Furthest I’ve been since then is Dunedin. Loved it. I mean, it’s no New Orleans Jazz Festival or Disneyworld, sure, but you know… cheese rolls and comedy gigs. There is no way now I would get on an international flight – bubble or no bubble – until I am fully vaccinated. I’ve become increasingly anxious about going to work in rooms filled with hundreds of people, some of whom have been travelling across the Tasman.

So I am massively relieved to have had my first vaccine shot and be halfway there. I am lucky (let’s call it “lucky” in this context) to have been diagnosed, since my hubris of last year, with a health condition that plonks me firmly in Group 3 for New Zealand’s vaccination programme. There are 1.7 million of us who have a dodgy heart or lungs, or cancer or other disease, or a disability, or are pregnant, plus it includes everyone over 65. 

Each DHB is handling the vaccine invitations for their region. Some appear to have a better system than others which is causing a fair amount of frustration. Where I live they offer a phone number to call if you haven’t heard from them yet, but in other districts there has been little communication. It’s this uncertainty that makes you crazy – we want them to have a clear plan, and to see where we fit in it.

So there is criticism of our vaccine rollout (and of every vaccine rollout worldwide) with many here saying it needed to be centralised rather than DHB-led. Hard to argue with given DHBs themselves will be scrapped this time next year in favour of a new public health agency under the Ministry of Health, alongside the Māori Health Authority.

I’m not a doctor (I’m not even a project manager) but while I was attempting to nail down dates for my two vaccinations, it occurred to me that a primary health provider like my GP clinic might have the best information about who needed their jabs first and fast. They’re pretty terrific at calling you in for your flu jab, and I suspect that ultimately, as we keep needing an annual Covid-19 vaccination, pairing these up on a patient schedule might not be the worst idea I’ve ever had.
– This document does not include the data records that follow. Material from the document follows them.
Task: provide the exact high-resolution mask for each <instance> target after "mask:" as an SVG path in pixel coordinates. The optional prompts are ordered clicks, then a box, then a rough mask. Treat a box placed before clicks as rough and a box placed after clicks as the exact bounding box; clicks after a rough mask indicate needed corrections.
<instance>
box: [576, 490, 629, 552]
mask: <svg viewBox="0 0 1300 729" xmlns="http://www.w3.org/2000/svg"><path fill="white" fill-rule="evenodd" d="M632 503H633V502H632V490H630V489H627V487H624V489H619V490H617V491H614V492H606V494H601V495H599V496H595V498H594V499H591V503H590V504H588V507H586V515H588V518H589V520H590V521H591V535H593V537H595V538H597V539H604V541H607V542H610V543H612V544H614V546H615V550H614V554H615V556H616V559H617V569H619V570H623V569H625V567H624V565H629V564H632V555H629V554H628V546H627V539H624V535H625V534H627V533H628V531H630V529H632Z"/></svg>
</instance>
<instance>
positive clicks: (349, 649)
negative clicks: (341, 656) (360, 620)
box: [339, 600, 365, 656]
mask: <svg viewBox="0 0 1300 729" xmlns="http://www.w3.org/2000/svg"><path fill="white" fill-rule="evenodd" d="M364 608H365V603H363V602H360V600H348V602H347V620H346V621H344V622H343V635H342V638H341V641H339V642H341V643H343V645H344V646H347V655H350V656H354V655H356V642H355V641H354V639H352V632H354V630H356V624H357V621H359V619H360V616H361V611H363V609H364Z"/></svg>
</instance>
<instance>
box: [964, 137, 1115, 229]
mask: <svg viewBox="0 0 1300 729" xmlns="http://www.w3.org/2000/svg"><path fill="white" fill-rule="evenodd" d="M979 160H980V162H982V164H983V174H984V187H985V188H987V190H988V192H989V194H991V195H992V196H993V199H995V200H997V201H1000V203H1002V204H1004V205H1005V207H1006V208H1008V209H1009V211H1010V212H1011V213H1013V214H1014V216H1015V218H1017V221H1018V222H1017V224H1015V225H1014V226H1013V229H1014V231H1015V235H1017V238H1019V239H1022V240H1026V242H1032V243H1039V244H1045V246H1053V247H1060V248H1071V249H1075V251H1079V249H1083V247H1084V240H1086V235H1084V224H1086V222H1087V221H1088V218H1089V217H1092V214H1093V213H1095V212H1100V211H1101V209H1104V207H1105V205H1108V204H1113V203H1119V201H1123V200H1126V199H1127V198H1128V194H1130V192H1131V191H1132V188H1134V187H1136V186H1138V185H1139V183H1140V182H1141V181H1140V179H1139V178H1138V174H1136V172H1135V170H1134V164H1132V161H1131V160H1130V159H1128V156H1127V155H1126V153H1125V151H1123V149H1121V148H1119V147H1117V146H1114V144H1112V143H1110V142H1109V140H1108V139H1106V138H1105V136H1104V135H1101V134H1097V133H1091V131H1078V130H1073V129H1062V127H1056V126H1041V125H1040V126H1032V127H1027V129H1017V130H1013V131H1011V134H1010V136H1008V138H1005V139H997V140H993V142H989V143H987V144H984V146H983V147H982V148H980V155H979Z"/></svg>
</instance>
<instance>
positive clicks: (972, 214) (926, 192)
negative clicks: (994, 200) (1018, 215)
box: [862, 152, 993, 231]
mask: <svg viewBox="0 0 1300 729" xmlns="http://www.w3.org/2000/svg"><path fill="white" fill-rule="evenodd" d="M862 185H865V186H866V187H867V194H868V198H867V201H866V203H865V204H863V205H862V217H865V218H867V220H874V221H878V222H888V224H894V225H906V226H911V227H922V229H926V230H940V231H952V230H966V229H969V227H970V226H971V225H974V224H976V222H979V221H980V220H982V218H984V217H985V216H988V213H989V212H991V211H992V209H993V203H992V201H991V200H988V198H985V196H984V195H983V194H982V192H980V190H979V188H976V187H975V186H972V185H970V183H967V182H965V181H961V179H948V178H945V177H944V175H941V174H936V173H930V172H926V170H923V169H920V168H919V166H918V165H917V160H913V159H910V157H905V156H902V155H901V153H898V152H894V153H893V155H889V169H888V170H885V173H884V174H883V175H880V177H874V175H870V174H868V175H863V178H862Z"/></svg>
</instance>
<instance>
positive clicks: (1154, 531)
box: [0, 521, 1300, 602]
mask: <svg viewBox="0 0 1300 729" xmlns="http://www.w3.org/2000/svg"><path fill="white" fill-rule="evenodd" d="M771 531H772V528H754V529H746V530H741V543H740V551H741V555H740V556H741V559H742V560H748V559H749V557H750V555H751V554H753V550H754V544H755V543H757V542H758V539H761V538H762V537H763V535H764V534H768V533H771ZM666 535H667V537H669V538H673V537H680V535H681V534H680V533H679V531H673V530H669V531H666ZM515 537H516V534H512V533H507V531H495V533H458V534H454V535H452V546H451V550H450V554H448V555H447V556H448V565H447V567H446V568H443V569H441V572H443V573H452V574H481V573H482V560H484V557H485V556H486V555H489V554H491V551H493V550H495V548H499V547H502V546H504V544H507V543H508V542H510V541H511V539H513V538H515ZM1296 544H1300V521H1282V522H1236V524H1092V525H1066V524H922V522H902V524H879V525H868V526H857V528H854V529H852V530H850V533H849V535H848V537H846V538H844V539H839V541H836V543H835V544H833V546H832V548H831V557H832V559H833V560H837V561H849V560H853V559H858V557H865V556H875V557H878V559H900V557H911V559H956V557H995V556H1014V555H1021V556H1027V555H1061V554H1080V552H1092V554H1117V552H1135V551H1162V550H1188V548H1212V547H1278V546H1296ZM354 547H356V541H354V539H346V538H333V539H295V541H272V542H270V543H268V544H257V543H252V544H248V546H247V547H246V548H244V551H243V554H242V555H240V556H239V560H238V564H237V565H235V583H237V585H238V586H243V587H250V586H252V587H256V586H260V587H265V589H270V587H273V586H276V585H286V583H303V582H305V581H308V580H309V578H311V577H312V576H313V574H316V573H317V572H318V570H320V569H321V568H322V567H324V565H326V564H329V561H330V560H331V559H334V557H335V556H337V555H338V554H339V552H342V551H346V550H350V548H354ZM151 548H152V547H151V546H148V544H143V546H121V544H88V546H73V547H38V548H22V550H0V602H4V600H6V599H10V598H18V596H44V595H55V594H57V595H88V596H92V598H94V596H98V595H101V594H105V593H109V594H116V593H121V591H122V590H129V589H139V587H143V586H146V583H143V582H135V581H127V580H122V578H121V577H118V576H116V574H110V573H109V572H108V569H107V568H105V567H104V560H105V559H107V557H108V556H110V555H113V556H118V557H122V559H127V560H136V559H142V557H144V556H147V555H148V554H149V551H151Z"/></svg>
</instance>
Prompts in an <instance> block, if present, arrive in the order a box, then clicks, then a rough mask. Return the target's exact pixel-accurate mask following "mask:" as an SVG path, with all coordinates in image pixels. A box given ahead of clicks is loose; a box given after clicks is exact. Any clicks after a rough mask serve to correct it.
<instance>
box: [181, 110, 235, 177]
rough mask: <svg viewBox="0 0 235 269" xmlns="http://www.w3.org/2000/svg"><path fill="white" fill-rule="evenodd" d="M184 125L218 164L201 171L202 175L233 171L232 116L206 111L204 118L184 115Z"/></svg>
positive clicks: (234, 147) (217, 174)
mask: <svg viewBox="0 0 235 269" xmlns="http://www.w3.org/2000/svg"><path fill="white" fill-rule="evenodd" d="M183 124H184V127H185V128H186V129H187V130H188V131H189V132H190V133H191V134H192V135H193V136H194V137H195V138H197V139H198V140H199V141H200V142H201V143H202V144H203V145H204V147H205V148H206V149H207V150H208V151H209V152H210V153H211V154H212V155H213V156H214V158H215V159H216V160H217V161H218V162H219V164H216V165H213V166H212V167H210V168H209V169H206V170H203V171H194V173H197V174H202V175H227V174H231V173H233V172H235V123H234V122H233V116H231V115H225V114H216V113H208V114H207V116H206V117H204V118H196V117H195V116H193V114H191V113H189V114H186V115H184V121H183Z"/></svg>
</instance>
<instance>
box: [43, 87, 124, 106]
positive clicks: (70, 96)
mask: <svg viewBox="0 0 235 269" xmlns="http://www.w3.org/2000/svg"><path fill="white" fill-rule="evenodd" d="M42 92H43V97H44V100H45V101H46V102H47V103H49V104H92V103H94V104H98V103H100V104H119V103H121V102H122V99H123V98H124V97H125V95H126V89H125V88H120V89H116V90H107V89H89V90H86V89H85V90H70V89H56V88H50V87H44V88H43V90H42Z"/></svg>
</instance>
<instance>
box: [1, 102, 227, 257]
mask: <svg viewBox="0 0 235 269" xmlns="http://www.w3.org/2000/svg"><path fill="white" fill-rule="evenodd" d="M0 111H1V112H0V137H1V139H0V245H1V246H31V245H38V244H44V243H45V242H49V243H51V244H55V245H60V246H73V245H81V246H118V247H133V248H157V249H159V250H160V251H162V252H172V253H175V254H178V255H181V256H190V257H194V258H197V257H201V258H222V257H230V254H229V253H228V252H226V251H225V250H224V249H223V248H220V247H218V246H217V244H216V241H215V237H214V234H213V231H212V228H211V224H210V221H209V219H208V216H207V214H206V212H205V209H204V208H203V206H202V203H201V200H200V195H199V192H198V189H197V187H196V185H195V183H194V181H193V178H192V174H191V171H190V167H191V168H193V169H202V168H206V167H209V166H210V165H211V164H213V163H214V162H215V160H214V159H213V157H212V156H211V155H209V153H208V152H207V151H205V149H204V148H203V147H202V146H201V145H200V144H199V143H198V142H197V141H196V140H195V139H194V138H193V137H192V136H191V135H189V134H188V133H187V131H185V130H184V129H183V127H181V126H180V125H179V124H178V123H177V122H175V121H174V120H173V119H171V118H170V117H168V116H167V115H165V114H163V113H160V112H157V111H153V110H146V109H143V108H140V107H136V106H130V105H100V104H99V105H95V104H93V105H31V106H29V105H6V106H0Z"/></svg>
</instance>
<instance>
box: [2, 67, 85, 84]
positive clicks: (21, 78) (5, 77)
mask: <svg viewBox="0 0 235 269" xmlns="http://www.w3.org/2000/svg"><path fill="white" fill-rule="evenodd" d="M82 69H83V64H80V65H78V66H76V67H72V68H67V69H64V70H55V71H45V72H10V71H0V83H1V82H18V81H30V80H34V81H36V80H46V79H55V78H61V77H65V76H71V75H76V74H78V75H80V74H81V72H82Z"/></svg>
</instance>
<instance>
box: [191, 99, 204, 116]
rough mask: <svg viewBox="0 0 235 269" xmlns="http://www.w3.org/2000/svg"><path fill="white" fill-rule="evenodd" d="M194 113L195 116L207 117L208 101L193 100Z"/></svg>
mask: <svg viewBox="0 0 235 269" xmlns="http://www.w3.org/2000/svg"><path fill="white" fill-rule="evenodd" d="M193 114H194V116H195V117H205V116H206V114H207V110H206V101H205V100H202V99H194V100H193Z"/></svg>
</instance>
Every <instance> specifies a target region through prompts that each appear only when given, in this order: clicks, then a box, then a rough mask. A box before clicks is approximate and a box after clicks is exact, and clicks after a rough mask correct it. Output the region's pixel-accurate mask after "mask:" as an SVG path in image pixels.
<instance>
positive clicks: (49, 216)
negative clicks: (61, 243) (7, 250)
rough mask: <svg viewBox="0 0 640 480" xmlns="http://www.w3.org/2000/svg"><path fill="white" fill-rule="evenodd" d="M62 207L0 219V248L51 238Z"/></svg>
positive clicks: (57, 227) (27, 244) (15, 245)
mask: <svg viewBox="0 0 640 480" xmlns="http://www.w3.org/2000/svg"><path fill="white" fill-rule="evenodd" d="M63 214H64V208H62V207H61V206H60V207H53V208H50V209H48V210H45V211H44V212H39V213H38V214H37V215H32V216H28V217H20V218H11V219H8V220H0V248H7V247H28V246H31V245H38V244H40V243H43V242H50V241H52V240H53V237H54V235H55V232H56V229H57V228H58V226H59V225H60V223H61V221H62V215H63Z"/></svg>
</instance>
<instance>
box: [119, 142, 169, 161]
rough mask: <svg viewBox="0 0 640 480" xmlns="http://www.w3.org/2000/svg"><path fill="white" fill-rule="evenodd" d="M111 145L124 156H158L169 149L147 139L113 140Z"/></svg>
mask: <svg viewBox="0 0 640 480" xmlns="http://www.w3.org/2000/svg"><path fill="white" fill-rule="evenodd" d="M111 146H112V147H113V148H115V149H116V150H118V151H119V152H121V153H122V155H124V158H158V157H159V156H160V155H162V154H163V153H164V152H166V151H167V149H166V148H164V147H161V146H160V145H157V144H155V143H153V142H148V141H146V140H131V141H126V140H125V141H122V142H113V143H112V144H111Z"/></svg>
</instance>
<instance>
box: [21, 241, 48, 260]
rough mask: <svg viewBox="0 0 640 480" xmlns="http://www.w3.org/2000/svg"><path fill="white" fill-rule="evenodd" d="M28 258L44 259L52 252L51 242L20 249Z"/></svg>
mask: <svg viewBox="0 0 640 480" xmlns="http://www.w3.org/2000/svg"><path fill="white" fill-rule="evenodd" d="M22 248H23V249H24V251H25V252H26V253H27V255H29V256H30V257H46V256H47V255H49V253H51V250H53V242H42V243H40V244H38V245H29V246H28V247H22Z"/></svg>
If you’re reading this in your doctor’s waiting room (will we get the magazines back soon?) mention it to her or him and see what they reckon.

My arm was sore (briefly) after that first shot, but my anxious shoulders have dropped back into place. There at the sharp end of vaccinations (deliberate use of “sharp”, yes) it was all calm and efficiency and compassion. In our neighbourhood, they’ve taken over an empty Warehouse store, and it is the greatest bargain going. I had an official appointment but my Close Household Contact (aka my husband) was allowed to join me. “Tell them Dave says he can be a ‘drop in’,” said kindly Dave, who was sorting the queue at the door.

He did the same for the woman ahead of us accompanying her elderly father. “Are you ok standing for a while, or can we get you a wheelchair?” Dave asked, but was assured the dad would be all right leaning on his stick. Dave walked the pair to the first available sign-in desk and left instructions for them to be fast-tracked through the process to keep stick-leaning time to the absolute minimum.

We passed through (I counted) seven pairs of kind and solicitous hands over the next 40 minutes – including the 20 minutes sitting quietly being observed for any reactions. I couldn’t help noticing the layout was similar to a queue for a Disney ride. If they’d piped in a bit of jazz, it would have been perfect.